In his ruling Farmah noted: “The complainant contends that the Magistrate failed to rule on the fundamental ‘Distributing Regulations’ 3.3 and 4.2 as to the violation of the 73 Fixed Electoral Districts Threshold set for the 2017 general elections, to which the complainant takes exception and announced an appeal to the Magistrate’s ruling in this case.”

He argued in his appeal that Snowe failed to establish any legislative domicile in Senjeh, Bomi Electoral District #1.

He added in his submission that contrary to this assertion, the “Distributing Regulations” of Article 3.3 of NEC relative to the 73 Fixed Electoral Threshold and the provision of section 4.2 of NEC “Distributing Regulations” prohibit and forbid cross county district registration. Hence, “count five of respondent’s answer should be set aside, overruled and dismissed.”

However, after his ruling, Karmo, who is himself a lawyer by profession, filed an appeal against the ruling and sought the attention of the central office of the NEC to look into the matter appropriately. Today sets the stage for the public to know who is right or wrong.

Authors

3 COMMENTS

  1. My Homies in Bomi (District #1), do YOU want a born rogue to represent YOU in the House? If so, vote for Edwin Stole!
    But before you vote for Edwin Stole, let’s look at his track record, shall we?

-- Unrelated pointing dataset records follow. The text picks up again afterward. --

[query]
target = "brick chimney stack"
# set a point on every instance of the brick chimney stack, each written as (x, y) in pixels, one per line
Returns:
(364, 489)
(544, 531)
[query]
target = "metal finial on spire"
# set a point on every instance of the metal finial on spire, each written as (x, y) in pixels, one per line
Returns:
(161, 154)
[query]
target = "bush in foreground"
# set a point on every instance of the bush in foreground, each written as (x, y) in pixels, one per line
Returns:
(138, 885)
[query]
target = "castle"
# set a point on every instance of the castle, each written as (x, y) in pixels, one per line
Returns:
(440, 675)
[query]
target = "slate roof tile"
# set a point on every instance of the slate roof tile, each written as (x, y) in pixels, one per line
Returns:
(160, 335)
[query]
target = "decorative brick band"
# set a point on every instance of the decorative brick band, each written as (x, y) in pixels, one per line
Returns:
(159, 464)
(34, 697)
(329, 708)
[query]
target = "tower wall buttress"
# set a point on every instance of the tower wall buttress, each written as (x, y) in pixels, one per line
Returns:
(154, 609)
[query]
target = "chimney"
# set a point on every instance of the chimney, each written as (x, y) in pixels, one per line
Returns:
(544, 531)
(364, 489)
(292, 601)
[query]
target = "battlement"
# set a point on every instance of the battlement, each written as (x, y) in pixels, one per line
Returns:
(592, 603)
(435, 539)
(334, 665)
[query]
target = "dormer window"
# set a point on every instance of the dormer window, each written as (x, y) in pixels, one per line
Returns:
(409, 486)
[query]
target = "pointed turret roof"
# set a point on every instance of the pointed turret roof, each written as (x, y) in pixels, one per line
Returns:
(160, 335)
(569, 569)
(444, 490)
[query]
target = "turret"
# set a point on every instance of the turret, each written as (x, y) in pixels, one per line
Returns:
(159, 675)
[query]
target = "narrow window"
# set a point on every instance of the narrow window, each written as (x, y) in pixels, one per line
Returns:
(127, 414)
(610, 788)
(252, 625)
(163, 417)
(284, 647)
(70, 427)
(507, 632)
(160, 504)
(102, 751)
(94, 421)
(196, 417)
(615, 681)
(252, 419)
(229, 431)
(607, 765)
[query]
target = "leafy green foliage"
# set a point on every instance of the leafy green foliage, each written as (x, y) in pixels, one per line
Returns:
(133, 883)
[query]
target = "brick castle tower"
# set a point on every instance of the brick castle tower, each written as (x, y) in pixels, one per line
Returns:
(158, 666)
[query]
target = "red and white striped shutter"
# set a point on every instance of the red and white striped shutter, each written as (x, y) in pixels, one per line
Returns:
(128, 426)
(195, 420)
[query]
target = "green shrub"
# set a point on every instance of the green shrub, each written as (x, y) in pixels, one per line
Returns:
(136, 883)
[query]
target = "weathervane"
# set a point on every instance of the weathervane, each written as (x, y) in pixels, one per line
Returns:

    Exhibit A: Do you know that “Honorable” Snowe was indicted, but not convicted of stealing millions and millions of dollars from the Liberian people? (Re” Edwin Snowe Charged With Theft of Property”, The Inquirer )

    By the way, Rep. Snowe is writing a book (co-authored by Ex Senator Richard Divine) titled “If We Stole US$1million from LPRC, Here’s How We did it!”

    Exhibit B: Do you know that “Honorable” Snowe was unable to account for over US$227,000 which he collected when he serves as Chairman of the National Team (Lone Star)??? (Re “Over US$227,000 Snowe Yet to Account”, Liberian Observer)

    Look. If Snowe had lived in Saudi Arabia. he’d be a double amputee! According to Islamic law, thieves usually get their hands cut off !

    Exhibit C: Do you know that, in 2007, Rep Snowe was removed from his position as Speaker following a vote of no confidence taken by House members?

    A few days later, then-Speaker Stole was reinstated by the Supreme Court, but he resigned to take a medical leave because he was diagnosed with STD (Stealing Tax Dollars)!

    Given his track record, would you STILL vote for “Honorable” Stole? I hope you use your vote to save Bomi from this born rogue!

    Peace out

  2. I don’t see how Snowe can be an incumbent Representative in one district, then somehow run for Representative in another district. It makes no sense and I’m sure it’s against the election laws. he should resign one seat to run for another.

  3. Anyone can be an incumbent Representative in one district and somehow run for Representative in another district, since in fact and law (art. 30 b of the Liberian Constitution) that person is simply required to be domiciled in the COUNTRY. The ultimate purpose or the objective and purpose of article 30 b would have been well protected had the framers restricted domicility to the county or territory.

    Hence, while it may not “make sense” for an incumbent to ” play spider” between two counties, or such conduct is anathema to the political tradition of article 30 b of the Liberian Constitution, or even unethical vis a vis legislative etiquettes, Snowe’s move IS NOT IN CONTRAVENTION TO THE LETTER OF THE CONSTITUTION, THOUGH IT IS CERTAINLY IN CONTRAVENTION TO THE OBJECTIVE, PURPOSE, AND SPIRIT, OF ARTICLE 30 B OF THE CONSTITUTION!